The Archdiocese of St. Louis is partnering with Rural Parish Workers and Catholic Charities of St. Louis to open a mobile clinic so people who are uninsured can have access to free primary care services.
After two years of planning, the three organizations hope to have the clinic running in December.
Working with a team of volunteers, Sister Marie Paul Lockerd, is a primary care physican who Archbishop Robert Carlson asked to establish the clinic. And she will will serve as the primary physician for the clinic. There will be one other primary care doctor and nine nurses.
“This is going to be volunteer-driven so that will save us the money that we can utilize for patient care,” Lockerd said.
The mobile clinic will start in Washington and Franklin counties. An estimated 14 percent of the residents in Washington County are uninsured. In Franklin County, an estimated 11 percent of residents are uninsured.
“These are your working poor, the ones that have jobs and are trying to make a living,” Lockerd said. “The statistics in Washington County, for example, only 68 percent graduate from high school. It’s definitely one of the poorer counties in Missouri and that’s why we want to start there.”
Lockerd pointed to the overuse of emergency rooms. She hopes the clinic will be able to serve uninsured patients who might otherwise rely on the more costly emergency rooms for primary care.

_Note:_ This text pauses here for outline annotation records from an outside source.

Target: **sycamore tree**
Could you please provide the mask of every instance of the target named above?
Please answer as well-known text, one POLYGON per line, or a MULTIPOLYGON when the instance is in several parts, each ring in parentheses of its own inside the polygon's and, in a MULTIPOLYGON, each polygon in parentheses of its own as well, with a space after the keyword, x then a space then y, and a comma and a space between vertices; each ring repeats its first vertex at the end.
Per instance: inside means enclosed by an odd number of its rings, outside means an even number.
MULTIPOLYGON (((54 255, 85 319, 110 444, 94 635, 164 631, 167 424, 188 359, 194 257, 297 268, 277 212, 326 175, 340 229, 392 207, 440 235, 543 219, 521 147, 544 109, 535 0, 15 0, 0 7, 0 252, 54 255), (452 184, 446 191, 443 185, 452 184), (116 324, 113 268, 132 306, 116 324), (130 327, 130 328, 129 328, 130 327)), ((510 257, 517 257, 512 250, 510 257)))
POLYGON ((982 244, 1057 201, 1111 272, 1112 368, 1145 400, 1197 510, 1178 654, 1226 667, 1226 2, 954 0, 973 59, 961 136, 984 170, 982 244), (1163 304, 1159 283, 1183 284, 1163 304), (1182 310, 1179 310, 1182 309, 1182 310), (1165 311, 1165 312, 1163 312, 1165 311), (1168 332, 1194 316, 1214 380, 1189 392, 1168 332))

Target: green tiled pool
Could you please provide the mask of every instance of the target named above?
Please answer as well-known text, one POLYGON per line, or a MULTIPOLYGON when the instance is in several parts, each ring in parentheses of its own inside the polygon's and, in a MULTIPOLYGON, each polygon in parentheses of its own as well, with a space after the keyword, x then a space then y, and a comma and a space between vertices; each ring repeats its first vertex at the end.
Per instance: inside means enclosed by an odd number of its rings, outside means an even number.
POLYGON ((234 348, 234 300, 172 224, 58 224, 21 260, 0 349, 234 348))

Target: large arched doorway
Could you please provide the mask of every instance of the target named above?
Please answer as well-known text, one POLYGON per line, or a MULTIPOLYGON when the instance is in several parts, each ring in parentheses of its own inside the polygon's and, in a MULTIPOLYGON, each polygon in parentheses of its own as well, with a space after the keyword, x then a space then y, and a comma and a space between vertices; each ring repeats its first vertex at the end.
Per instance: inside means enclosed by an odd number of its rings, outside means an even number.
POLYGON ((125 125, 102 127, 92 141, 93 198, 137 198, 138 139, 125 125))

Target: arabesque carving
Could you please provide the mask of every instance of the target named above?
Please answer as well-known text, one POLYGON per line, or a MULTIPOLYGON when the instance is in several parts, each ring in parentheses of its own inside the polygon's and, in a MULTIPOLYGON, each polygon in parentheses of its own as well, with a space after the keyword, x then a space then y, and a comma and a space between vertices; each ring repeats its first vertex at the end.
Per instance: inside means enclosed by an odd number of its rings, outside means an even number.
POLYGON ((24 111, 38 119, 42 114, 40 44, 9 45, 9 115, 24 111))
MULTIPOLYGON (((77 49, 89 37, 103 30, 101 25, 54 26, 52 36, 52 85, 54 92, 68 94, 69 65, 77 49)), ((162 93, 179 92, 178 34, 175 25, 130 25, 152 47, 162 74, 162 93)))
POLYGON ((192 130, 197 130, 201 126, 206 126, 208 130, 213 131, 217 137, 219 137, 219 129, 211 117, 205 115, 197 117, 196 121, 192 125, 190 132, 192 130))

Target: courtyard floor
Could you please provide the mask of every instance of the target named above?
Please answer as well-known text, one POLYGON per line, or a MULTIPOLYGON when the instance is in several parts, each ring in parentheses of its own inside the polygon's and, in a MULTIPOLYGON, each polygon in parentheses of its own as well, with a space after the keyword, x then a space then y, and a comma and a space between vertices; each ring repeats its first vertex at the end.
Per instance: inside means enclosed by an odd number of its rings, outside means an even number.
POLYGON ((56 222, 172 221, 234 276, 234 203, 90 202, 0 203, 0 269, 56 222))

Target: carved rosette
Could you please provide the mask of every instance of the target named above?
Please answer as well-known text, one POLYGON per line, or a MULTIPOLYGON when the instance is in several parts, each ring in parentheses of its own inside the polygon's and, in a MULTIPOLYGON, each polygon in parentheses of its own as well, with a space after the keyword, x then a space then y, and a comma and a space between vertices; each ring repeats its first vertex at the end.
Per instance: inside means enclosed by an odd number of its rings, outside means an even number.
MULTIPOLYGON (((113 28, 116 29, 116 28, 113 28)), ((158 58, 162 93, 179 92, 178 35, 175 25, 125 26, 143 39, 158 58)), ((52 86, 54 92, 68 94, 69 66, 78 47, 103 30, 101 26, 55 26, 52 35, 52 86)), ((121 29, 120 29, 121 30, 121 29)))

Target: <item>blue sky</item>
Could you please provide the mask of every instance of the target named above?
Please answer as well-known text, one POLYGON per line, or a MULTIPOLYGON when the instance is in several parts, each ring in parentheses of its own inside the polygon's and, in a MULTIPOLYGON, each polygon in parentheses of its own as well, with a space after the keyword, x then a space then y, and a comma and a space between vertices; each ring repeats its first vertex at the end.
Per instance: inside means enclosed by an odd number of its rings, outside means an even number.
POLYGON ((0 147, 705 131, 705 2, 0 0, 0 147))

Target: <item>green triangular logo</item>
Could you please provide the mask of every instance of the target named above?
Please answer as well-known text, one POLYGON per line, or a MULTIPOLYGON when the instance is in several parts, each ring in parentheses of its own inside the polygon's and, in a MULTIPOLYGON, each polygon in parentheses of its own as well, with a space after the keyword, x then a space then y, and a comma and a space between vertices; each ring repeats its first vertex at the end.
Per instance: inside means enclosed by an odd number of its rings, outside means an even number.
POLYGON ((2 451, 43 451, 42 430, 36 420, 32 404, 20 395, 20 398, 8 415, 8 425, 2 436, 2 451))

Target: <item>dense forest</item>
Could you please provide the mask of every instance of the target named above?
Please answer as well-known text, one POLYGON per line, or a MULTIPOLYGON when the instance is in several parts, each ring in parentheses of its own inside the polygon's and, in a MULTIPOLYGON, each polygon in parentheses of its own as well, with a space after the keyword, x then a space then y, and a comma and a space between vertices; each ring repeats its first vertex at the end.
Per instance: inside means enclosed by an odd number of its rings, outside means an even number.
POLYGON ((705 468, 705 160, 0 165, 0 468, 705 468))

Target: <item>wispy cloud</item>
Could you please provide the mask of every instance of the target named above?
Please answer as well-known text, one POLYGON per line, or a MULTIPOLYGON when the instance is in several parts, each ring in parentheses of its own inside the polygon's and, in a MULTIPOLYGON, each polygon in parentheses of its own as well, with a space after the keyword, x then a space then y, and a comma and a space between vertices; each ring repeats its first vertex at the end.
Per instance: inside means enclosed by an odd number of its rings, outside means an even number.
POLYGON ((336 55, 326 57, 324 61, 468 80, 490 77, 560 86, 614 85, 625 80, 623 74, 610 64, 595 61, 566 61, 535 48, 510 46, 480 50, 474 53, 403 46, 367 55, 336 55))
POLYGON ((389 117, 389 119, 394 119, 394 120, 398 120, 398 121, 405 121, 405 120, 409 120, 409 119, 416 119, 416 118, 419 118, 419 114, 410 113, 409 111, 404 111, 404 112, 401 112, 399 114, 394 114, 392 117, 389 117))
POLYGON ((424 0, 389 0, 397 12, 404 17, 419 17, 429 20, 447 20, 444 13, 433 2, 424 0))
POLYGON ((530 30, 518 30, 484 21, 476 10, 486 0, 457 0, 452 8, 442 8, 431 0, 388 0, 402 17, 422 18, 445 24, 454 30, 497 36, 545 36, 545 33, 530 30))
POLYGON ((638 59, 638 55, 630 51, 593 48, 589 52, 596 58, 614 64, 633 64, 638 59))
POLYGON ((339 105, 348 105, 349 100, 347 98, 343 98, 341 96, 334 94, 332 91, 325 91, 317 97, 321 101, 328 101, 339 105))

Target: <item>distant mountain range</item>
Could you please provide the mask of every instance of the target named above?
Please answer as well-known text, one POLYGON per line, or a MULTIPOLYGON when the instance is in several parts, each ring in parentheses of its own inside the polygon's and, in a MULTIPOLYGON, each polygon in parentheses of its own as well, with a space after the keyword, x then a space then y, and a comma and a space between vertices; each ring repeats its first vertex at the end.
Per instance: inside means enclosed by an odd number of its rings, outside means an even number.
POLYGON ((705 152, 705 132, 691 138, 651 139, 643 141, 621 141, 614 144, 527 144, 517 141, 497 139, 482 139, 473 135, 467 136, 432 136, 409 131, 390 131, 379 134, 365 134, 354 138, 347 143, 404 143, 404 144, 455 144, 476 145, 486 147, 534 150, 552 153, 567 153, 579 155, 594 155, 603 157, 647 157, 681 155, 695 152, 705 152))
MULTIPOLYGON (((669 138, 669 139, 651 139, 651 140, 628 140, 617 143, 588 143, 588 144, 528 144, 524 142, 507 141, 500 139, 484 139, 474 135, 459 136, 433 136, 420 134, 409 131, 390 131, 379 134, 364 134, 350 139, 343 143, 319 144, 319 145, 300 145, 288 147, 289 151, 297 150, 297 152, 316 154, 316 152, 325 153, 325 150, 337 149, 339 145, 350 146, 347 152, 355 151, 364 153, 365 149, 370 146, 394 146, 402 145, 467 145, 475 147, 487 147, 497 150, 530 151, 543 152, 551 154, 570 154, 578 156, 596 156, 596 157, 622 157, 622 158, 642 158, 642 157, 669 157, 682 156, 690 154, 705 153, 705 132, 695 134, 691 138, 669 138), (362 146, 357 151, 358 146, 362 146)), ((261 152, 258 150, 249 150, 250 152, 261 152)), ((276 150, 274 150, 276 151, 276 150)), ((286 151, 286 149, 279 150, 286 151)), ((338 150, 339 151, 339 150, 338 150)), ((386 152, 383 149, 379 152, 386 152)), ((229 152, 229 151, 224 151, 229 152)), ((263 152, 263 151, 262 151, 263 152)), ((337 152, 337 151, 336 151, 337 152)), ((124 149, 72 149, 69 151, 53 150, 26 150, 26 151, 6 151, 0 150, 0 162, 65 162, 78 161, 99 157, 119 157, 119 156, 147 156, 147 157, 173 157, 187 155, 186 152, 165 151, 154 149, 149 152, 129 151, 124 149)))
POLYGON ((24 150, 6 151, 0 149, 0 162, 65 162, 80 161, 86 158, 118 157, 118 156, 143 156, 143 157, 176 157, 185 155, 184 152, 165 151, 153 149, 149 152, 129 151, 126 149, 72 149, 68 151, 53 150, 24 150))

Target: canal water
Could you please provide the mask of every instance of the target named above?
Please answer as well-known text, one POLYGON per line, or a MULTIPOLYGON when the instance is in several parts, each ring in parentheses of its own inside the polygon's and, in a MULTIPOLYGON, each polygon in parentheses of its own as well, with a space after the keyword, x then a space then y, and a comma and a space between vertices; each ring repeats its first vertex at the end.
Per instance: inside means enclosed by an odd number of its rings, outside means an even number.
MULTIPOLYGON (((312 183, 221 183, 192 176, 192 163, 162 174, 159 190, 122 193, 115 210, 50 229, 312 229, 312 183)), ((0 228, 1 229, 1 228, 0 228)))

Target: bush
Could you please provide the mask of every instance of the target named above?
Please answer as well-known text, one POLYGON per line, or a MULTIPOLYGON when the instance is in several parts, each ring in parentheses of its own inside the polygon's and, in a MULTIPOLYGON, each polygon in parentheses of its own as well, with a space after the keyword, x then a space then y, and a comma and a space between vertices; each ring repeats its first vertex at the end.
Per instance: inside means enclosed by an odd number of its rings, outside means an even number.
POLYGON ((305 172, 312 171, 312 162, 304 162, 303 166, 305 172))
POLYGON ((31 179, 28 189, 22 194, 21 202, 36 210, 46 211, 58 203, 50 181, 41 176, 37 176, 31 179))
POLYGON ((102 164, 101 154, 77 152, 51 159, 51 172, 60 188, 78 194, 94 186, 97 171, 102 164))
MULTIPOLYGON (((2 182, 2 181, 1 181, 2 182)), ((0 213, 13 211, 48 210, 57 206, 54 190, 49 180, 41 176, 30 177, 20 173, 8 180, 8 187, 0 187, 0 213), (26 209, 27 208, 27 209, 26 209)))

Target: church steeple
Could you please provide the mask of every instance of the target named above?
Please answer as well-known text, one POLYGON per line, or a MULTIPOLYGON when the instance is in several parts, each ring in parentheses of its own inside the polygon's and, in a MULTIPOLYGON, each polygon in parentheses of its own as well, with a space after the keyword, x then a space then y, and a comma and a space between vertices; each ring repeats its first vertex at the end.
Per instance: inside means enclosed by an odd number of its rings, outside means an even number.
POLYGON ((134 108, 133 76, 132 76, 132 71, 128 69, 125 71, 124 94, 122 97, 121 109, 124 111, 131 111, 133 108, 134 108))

“We hope to save tax dollars from people who would normally end up in the E.R. and have to be a write-off for that emergency room,” Lockerd said.
The mobile clinic staff will collaborate with local agencies who offer free medical services to ensure they’re providing the most care in the most efficient way.
“There’s a mammogram truck that comes for free mammograms, so we will utilize those services,” Lockerd said. “We don't want to compete with services and we want to work with all of the other health care systems in the local area.”
The team will use a specially equipped RV for the clinic, and they are working with area parishes to establish logistics for when and where the clinic will be available and how to reach potential patients.
The mobile clinic team is also working with the three main health care providers in St. Louis: Mercy, SSM Health and Ascension for services like X-rays imaging and medical record management. In the future, Lockerd said she would like to expand services to provide more acute care.
“There [are] many physicians who have offered their services, but we’re going to start with just myself and one other physician,” Lockerd said. “We hope eventually to be able to have speciality physicians.”